Chi, brandendo il “buonsenso”, interpreta le leggi dirette a contrastare l'emergenza epidemiologica da COVID-19, anche quelle in materia di giurisdizione, come le norme processuali, o di ordinamento civile e penale, non soltanto nel rispetto della Costituzione e dei vincoli comunitari o internazionali, ma intendendo il “Divieto di assembramento” quale nuovo e dominante principio generale dell’ordinamento giuridico dello Stato, dichiara apertamente di voler considerare e “concettualizzare” una realtà più ampia di quella di volta in volta regolata dal legislatore nella singola norma (Gorla).
Il rischio della generalizzazione della “interpretazione secondo buonsenso” può, però, presagire anche il ritorno alla figura di Dahm del “ladro nella sua essenza”, che serviva a giustificare l’assoluzione del membro della Hitler-Jugend.
Senonché, l’oggetto della scienza del diritto è la norma, non la realtà che il legislatore disciplina: l’attività legislativa è volizione astratta, e l’interprete abusa della sua funzione se, sulla base della sua intuizione, concettualizza l’ambiente sociale in cui essa deve operare. Né appartiene alla scienza del diritto la ricerca di massime di esperienza sul prevalente contegno dei legislatori di fronte a determinati problemi (Gorla).
Se il legislatore ha valutato determinati comportamenti umani secondo criteri di doverosità, liceità o illiceità, e così attribuito «situazioni» di dovere, facoltà o potere, ed ha dettato norme che disciplinano l’attività dei soggetti del processo per apprestare i mezzi di tutela giurisdizionale, non spetta all’interprete ricercare e spiegare, con concetti empirici, l’esistenza di interessi primari, che nella specie sarebbero poi dettati dalle misure amministrative di contenimento e di gestione dell’emergenza epidemiologica in atto, salvo ripiombare nelle oscurità della Interessenjurisprudenz.

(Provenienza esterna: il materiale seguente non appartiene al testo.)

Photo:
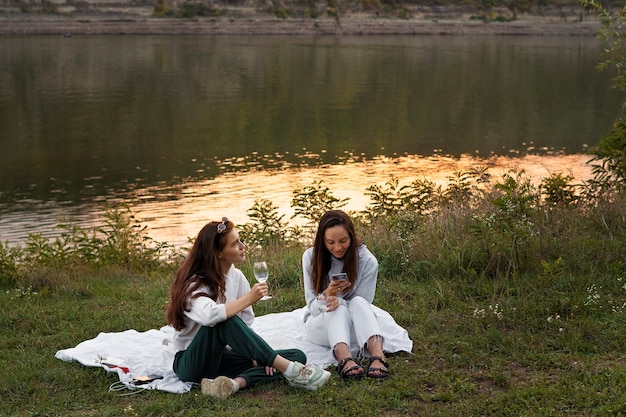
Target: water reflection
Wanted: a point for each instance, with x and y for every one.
(186, 129)
(233, 194)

Dunque, le norme che attribuiscono e tutelano diritti non possono interpretarsi, “secondo buonsenso”, in nome del divieto amministrativo di assembramento. A meno di intendere che il giurista debba rinvenire il diritto positivo non in quello dettato dall’autorità legislativa, ma nel fatto della vita per come narrato dalla voce della comunità, della quale si renda intermediatore (Grossi), e, in questa contingenza, per come esplicitato in provvedimenti amministrativi, arrivando fino al punto che ogni interpretazione della legge debba essere funzionale all’esigenza organizzativa di evitare contatti ravvicinati tra persone. E’ da comprendere, come affermò Manzoni, condividendo i dubbi del Muratori, che nessuno sia “abbastanza ardito per esporre al pubblico un sentimento così opposto a quello del pubblico”. Anche a quel tempo, “il buon senso c’era; ma se ne stava nascosto, per paura del senso comune”.